Le 10 juin, le maire de Mascouche, Guillaume Tremblay, annonce en grande pompe devant la Chambre de commerce locale qu’il souhaite relocaliser l’aéroport de la municipalité afin de créer, sur ces terrains convoités qui bordent l’autoroute 640, à proximité du futur train de banlieue, un pôle industriel technologique.

Le lendemain, le couple reçoit par courrier express une lettre l’informant qu’un huissier lui livrera, le 13 juin, un « avis d’imposition de réserve foncière pour des fins publiques ».

En d’autres termes, on leur annonce que leurs terres classées 2, parmi les plus propices à la culture agricole selon l’Inventaire des terres du Canada (ITC), seront recouvertes d’asphalte pour permettre aux petits avions privés de décoller et d’atterrir sur le site du nouvel aéroport, dans leur cour. Et plus question de faire des travaux sur la propriété jusqu’à nouvel ordre, précise l’avis expédié par la municipalité.

« Je n’en reviens pas encore! s’indigne le producteur. Non seulement on veut prendre la terre de mon grand-père, mais on m’apprend que je ne suis plus maître dans ma maison. Il y a un mois, j’étais chez nous. Je ne le suis plus… »

Et sa femme d’ajouter : « On a l’impression de revivre ce qu’ont vécu les agriculteurs de Sainte-Scholastique quand on les a chassés pour construire l’aéroport de Mirabel. On comprend mieux aujourd’hui ce que ces gens-là ont traversé. »

Un goût amer

Le couple Gouger refuse néanmoins de baisser les bras. Et il a des appuis, tant à la Fédération régionale de Lanaudière de l’Union des producteurs agricoles (UPA) qu’au sein même de la population.
Une pétition contre la relocalisation de l’aéroport en zone verte a permis de recueillir 1 400 signatures en moins de deux semaines.

«On aimerait que l’ensemble du Québec nous appuie dans nos revendications », dit espérer Gilles Gouger.

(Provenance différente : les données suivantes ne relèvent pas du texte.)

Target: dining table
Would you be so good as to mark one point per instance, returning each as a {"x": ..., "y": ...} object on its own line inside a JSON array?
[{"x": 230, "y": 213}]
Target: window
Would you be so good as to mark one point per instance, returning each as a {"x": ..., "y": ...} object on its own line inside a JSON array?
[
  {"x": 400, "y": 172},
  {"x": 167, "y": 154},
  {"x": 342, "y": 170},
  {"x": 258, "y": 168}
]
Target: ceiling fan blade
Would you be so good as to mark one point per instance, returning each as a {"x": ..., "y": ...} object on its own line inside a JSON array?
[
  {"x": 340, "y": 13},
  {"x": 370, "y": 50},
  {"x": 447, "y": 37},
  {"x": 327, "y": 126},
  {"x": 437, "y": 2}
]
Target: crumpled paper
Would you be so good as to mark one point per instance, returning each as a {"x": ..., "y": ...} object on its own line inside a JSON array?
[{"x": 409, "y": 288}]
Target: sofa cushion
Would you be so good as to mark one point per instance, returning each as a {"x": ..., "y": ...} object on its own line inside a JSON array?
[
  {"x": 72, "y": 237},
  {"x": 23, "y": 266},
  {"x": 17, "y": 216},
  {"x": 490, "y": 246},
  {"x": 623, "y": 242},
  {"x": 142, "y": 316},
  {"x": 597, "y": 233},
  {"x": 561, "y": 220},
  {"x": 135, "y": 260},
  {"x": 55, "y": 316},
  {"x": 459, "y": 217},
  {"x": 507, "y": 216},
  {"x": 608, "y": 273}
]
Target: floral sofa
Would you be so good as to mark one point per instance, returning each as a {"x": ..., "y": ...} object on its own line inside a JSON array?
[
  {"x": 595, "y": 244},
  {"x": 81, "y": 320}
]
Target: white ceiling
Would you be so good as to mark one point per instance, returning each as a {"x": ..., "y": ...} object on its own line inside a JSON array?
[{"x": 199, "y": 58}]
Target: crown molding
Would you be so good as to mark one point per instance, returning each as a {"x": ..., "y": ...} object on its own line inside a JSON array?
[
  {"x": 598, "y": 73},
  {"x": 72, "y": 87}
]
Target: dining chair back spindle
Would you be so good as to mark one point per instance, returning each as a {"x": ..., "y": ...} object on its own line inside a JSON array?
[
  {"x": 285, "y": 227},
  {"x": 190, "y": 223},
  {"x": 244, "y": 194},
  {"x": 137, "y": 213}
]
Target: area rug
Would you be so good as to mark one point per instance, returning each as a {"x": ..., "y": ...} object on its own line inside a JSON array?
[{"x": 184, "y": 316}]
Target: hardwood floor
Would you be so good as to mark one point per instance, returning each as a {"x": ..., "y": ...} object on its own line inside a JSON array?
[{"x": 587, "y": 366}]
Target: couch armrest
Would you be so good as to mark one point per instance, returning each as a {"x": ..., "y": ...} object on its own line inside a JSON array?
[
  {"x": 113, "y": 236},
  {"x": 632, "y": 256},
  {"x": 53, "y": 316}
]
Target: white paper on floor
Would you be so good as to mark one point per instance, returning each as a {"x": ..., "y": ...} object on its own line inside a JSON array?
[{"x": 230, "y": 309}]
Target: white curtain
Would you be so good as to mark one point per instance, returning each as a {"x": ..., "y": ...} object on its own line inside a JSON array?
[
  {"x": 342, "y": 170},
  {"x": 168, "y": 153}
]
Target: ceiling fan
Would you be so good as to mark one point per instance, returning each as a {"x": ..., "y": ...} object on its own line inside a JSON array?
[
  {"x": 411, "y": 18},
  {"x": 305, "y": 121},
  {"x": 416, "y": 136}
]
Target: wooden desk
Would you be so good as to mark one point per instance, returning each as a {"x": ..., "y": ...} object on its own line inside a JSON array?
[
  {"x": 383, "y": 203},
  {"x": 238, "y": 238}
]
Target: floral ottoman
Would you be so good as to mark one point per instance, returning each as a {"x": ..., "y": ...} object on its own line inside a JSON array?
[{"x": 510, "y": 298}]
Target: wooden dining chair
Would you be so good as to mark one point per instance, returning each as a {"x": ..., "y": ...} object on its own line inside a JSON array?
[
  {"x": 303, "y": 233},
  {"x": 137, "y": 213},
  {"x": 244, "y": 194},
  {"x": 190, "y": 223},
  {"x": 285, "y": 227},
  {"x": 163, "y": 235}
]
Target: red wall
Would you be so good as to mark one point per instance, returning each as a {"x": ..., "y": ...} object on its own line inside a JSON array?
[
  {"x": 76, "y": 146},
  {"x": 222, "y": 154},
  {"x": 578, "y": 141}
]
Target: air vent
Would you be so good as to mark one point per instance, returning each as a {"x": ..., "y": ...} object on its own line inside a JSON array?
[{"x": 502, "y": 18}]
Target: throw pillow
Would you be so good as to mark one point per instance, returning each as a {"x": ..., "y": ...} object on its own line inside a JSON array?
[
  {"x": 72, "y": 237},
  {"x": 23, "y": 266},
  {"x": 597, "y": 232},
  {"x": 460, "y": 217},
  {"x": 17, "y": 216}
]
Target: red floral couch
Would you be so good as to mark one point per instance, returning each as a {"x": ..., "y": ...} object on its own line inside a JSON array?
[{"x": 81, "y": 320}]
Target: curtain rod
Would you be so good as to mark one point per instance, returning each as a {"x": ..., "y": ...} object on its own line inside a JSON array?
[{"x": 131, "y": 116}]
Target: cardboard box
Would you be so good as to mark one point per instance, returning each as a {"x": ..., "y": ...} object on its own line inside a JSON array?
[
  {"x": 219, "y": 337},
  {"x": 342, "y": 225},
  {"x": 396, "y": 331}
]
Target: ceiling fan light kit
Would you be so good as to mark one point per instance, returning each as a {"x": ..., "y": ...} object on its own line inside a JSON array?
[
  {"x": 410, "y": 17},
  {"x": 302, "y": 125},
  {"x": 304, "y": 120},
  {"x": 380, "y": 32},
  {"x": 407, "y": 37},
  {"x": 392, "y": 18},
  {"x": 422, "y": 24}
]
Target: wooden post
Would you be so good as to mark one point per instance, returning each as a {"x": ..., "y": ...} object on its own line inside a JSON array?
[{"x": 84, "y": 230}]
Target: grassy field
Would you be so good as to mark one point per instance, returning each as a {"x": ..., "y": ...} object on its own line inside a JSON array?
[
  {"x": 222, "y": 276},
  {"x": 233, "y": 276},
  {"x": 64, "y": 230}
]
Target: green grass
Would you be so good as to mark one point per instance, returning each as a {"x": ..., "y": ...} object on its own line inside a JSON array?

« Il y a de sérieuses questions à se poser, avance sa conjointe, de son côté. Tout semble s’être négocié en catimini et nous avons le droit d’avoir des réponses. On nous a placés devant un fait accompli. Cela signifie-t-il que les villes peuvent faire n’importe quoi et s’appuyer sur les lois fédérales pour planter devant nous des aéroports pour des pilotes du dimanche? »

Choqué

À la Fédération régionale de l’UPA de Lanaudière, Marcel Papin ne cache pas son profond malaise face à la position adoptée par le maire Guillaume Tremblay et son équipe de conseillers municipaux.
« C’est choquant », résume-t-il. Il dit avoir tenté de les faire fléchir, sur le choix du site pour l’aéroport, lors d’une rencontre d’une durée d’une heure à laquelle a pris part le directeur général, Claude Perrotte, et où « tout le monde est resté sur ses positions ».

« Mais nous allons défendre l’intégrité du territoire agricole bec et ongles », annonce le producteur et syndicaliste.

Cela pourrait passer par une intervention du Fonds de défense professionnelle de l’UPA. « On songe à porter cette cause devant les tribunaux », dit-il sans préciser davantage sa pensée.

Parce que le couple Gouger n’est pas seul à mener bataille pour empêcher l’administration du maire Tremblay de faire poser les aéronefs en sol cultivable. Un autre producteur, Gérald Bérubé, qui fait de l’élevage de moutons et qui a retapé sa maison ancestrale, est au désespoir.

Selon la ville de Mascouche, 7 terres agricoles et 5 propriétés se retrouvent dans la zone du futur aéroport.

« La vérité, c’est qu’il y a 11 terres agricoles qui vont disparaître pour faire plaisir à l’Association des pilotes de l’aéroport de Mascouche », rectifie Gilles Gouger.